Respeitem o futebol e suas variadas formas de joga-lo

Olá, caros! Ontem tive problemas de conectividade e não consegui enviar o texto. Sendo assim, passamos para hoje.

Pois bem, vamos falar de futebol?

Alguns surtos tomaram conta do futebol mundial nos últimos tempos. Inclusive alguns treinadores idealistas demais aderiram ao “futebol do momento”.
Recentemente, Pep Guardiola, sua comissão técnica e jogadores fizeram um dos melhores e mais belos times de futebol dos últimos 40 anos. Um Barcelona que jogava o fino da bola. A espinha dorsal do time tinha na defesa a estatura e o ótimo posicionamento de Piqué e a liderança de Carles Puyol; um meio campo formado por, talvez, os melhores jogadores da posição: Xavi e Iniesta. Além da referência ofensiva total e concentrada em Lionel Messi, melhor jogador do século.
Sem contar com Abidal e Daniel Alves servindo como suportes para a manutenção da posse de bola, a aplicação tática e bom passe de Busquets e, na parte terminal, David Villa e Pedro, pontuais jogadores para o esquema catalão.

Tudo isso pra dizer que o foco do post não é o Barcelona.

Sim, esse time foi campeão da Liga dos Campeões por 2 vezes em 4 anos.
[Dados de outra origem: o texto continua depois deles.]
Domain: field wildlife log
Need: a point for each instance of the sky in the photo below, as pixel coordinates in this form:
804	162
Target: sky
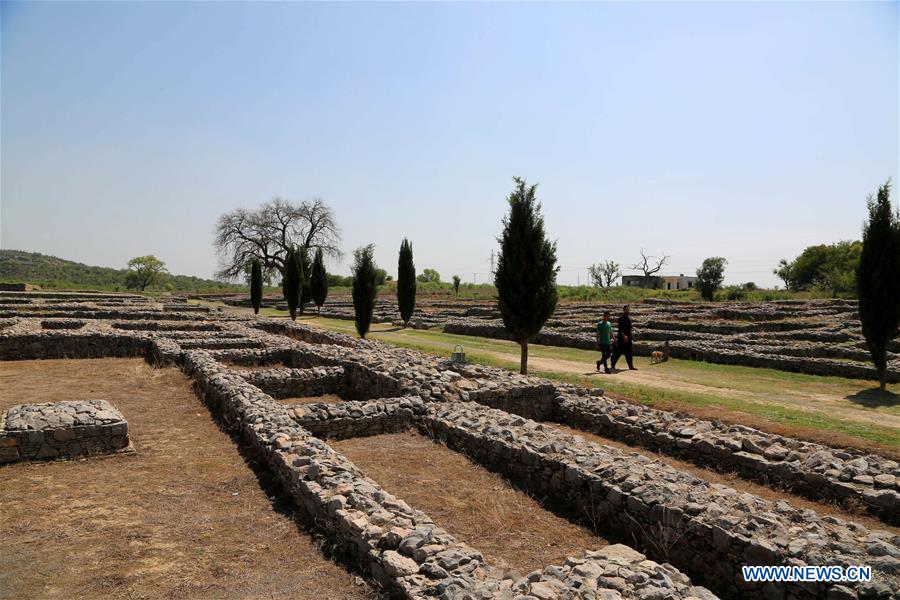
747	130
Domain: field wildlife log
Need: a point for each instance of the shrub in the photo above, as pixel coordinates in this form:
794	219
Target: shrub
319	280
878	278
735	293
710	276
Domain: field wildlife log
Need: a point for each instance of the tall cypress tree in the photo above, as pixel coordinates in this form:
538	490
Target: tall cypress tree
878	278
292	282
255	285
406	282
318	281
526	271
365	290
306	264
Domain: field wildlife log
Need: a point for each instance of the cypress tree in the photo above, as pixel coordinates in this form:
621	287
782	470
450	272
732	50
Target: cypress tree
318	281
526	271
878	278
255	285
305	290
406	282
292	282
365	291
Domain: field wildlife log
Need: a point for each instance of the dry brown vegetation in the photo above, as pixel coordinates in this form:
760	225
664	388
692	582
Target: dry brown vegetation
184	516
480	508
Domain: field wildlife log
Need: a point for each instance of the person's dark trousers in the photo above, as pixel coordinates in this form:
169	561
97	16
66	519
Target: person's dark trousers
623	348
606	352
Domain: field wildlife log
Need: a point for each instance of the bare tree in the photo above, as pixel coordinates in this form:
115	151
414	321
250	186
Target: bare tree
604	274
650	265
268	231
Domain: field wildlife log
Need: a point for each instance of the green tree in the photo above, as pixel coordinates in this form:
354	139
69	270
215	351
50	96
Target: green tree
605	273
365	290
381	276
305	290
826	266
878	278
319	281
143	272
429	276
710	276
292	281
255	285
526	270
783	271
406	281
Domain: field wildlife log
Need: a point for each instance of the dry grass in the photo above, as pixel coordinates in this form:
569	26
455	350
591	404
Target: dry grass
184	516
478	507
326	398
732	480
828	437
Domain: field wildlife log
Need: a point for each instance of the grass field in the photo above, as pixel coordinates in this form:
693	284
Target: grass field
832	410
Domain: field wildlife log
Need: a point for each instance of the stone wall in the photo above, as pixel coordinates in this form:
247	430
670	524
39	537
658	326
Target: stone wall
812	470
70	344
68	429
398	545
706	529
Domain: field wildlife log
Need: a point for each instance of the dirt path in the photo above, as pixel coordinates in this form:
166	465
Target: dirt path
834	405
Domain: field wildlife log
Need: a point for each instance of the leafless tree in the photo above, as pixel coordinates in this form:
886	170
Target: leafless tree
650	265
268	231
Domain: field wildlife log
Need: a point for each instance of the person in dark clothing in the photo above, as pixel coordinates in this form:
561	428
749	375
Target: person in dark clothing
623	340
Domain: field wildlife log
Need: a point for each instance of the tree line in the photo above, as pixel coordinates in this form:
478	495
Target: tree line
525	277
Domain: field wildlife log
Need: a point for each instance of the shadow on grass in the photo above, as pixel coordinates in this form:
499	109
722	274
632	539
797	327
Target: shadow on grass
874	398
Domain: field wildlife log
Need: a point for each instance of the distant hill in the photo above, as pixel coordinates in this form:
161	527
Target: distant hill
46	271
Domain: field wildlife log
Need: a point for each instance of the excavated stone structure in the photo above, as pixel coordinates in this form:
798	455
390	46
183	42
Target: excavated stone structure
686	531
818	337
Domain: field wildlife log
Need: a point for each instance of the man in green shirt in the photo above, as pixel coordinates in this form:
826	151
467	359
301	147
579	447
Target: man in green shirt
604	338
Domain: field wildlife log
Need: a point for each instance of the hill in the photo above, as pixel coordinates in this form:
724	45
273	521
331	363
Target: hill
46	271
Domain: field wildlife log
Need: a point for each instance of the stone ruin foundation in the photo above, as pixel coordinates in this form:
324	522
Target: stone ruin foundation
68	429
675	532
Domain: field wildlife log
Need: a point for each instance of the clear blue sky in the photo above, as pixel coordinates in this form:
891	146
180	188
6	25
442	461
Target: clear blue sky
746	130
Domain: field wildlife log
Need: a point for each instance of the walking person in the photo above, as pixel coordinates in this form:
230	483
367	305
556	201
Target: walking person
623	340
604	339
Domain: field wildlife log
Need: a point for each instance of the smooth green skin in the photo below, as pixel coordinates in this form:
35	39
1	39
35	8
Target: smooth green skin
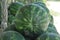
12	35
13	10
49	36
51	30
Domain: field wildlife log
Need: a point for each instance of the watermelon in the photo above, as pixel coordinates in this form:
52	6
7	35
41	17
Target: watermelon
43	5
12	35
49	36
13	10
32	20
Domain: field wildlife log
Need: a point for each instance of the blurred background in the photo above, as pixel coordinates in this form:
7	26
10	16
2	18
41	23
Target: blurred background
54	7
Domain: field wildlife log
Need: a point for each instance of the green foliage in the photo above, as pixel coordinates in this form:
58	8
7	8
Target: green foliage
12	35
13	10
0	12
49	36
31	1
51	30
32	20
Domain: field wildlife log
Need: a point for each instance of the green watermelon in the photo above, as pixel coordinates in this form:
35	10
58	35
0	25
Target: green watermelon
13	10
12	35
32	20
43	5
51	30
49	36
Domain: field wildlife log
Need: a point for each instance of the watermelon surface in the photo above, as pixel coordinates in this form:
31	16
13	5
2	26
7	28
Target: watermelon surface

E vocês lembram pra quais times e sistemas de jogo que esse espetacular time perdeu seu reinado? Pois é, a escorraçada e mal vista retranca. Mas esperem. Quem disse que o futebol do Barcelona é o certo e os de Internazionale e Chelsea são errados? É futebol ou teatro? Enfim, o futebol é o que é não só pelo futebol do Barcelona. Mas também pela inovação tática (ainda na década de 70) feita por Rinus Michels e sua laranja mecânica. Indo mais longe, pelo gênio Karl Rappan e seu ferrolho suiço, em 1938. E por que não falar dos campeões da europa Internazionale e Chelsea? O sistema de jogo e aplicação tática de ambos foram tão eficientes e campeões quanto o do mágico Barcelona. Quem não se impressionou com Eto’o virando lateral esquerdo numa semi final de Liga dos campeões é porque não gosta de futebol, gosta de ballet.

O futebol é muito maior do que o “jogo bonito” ou “jogo feio”. A Holanda de 74 vencendo por 5-0 um jogo com 11 jogadores pressionando e marcando na área adversária e tendo 80% de posse de bola é tão mágico quanto o Sunderland, jogando com 11 jogadores na linha da grande área defensiva e vencendo o Manchester United, em Old Trafford, por 0-1, com gol contra. Qual a diferença? Ambos venceram e fizemos o objetivo do jogo: ganhar.

Isso é o futebol, amigos.

Jornalistas, treinadores e principalmente jogadores preguiçosos devem respeitar o maior evento do mundo. O jornalista precisa entender que não precisa um jogo ter o placar de 4-4 pra ser bom. O treinador deve saber que ele não tem uma máquina de gols na mão, tem um grupo de jogadores que precisa ser encaixado conforme o perfil de seus melhores atletas. O jornalista precisa saber que o Atlético Goianiense não é o Real Madrid, e por isso não joga com linha de 4 ofensiva. O jogador tem que ter a mínima noção tática. Ele precisa marcar e ocupar espaço em campo, mesmo sendo atacante.

O esporte mais fascinante do mundo precisa ser mais respeitado, principalmente pelos que “o amam”. Precisamos pensar se realmente gostamos de futebol. Talvez grande parte da população prefira um teatro, em londres, onde tudo é bonito e bem visto.

Eu acho que prefiro o futebol.

(Por Edilson Salgueiro Júnior).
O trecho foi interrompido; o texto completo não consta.